Radeln, ob nun mit Mountainbike, Fitness-, Renn- oder Tourenrad lohnt sich immer mal. Mit neuen Trainingsreizen und Abwechslung im Trainingsalltag ist Biken der ideale Ausgleich zum Laufen. In der Fachsprache: Cross-Training.

Motivationskick

Wenn Sie hin und wieder Ihre Laufschuhe gegen Pedale tauschen, fallen Sie nicht so oft in eines der gefürchteten Motivationslöcher, die sich bei der einseitigen Lauferei auftun können. Außerdem macht Sie der Wechsel zwischen verschiedenen Sportarten deutlich schneller und besser fit.

Sanft einsteigen

Auf dem Rad sitzend müssen wir unser Körpergewicht nicht tragen. Das macht das Radfahren zu einer sehr sanften Sportart. Die Sehnen, Bänder und Gelenke werden geschont, trotzdem gefordert und gut durchblutet. Laufen dagegen belastet den passiven Bewegungsapparat mit jedem Schritt. Natürlich kein Problem, wenn Sie gesund und fit sind. Wenn Sie dagegen ganz sanft wieder in das bewegte Leben einsteigen wollen, wenn Sie stark übergewichtig sind, ist Radfahren erste Wahl. Auch wenn Sie nach überstandener Verletzung wieder langsam an Ihre alte Form heran laufen wollen, sollten Sie vermehrt biken. Es lohnt sich, da sich die aktiv beanspruchten Muskelgruppen bei den beiden Sportarten nahezu decken.

Familienfreundlich

Anders als das Laufen ist Radfahren eine Sportart, bei der sich Leistungsunterschiede deutlich besser ausgleichen lassen. So können Sie bei einer sportlichen Radtour den Partner in Ihren Trainingsplan mit einbeziehen und müssen nicht zwischen Sport und Familie entscheiden. Und nicht zuletzt können Sie auf diese Weise Ihre Laufstrecke gleich mal vermessen und damit ihr Laufpensum richtig einschätzen.
Egal auf welches Rad Sie steigen: Mit dem Mountainbike fahren Sie im Wald über Stock und Stein, rauf und runter, bei ganz unterschiedlichen Herzfrequenzen. Das ist Herz-Kreislauftraining pur und macht starke Muskeln. Auf dem Rennrad können Sie gemütlich auf dem Asphalt Umfang und Strecke fahren, was sich deshalb perfekt für ein Grundlagen- und Fettstoffwechseltraining anbietet.
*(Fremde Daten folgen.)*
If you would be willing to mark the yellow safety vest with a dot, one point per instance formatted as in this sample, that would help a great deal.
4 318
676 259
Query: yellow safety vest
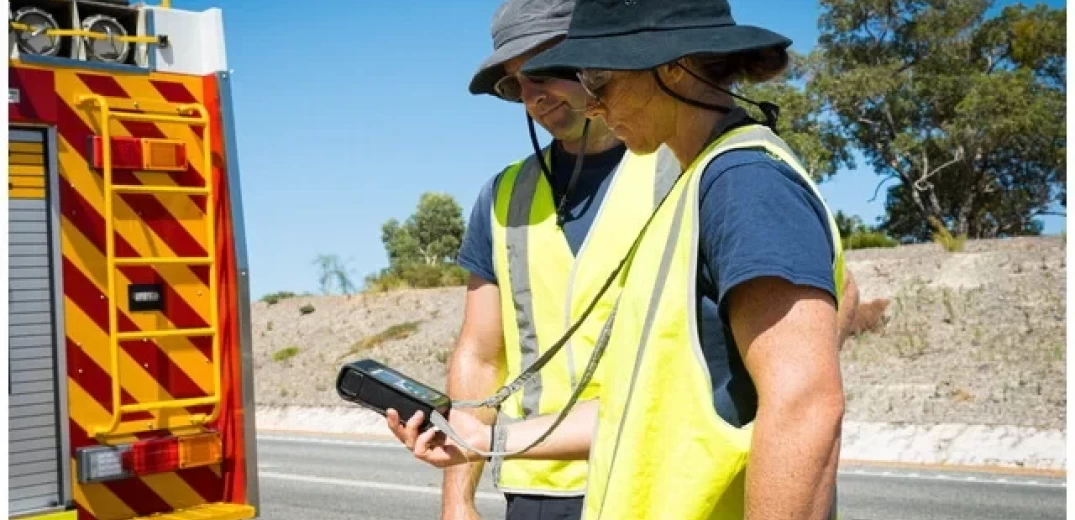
660 450
544 289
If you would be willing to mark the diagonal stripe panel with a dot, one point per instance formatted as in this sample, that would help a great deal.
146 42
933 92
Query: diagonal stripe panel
187 357
138 87
96 380
172 379
146 225
178 231
133 492
178 277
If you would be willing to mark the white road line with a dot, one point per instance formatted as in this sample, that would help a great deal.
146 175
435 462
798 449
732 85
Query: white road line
883 474
369 485
951 478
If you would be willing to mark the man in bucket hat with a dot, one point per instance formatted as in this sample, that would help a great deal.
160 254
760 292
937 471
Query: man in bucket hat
543 235
720 396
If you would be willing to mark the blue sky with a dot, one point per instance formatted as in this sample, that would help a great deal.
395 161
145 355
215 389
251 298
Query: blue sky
346 112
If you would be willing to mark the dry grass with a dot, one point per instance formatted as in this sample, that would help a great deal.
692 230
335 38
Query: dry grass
973 336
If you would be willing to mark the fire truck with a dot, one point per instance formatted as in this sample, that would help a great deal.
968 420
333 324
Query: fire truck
130 385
Auf die Frequenz kommt es an

Sind Sie Bike-Anfänger oder steigen Sie nur sporadisch aufs Rad, sollten Sie erstmal frequenzorientiert fahren. Kurbeln Sie also bei etwa 80 Umdrehungen pro Minute oder auch schneller. Also mit weniger Krafteinsatz fahren und dafür mehr kurbeln. Denn bei hohen Kraftbelastungen und einer starken Anspannung wird der Muskel nur schlecht durchblutet und somit nur unzureichend mit Sauerstoff und Nährstoffen versorgt. Der Muskel wird schneller sauer ... Auch der Abtransport von anfallendem Laktat ist verlangsamt, was zu Lasten des Trainings und der Motivation am nächsten Tag geht.

Viel Spaß auf dem Drahtesel wünscht Ihnen Holle Bartosch.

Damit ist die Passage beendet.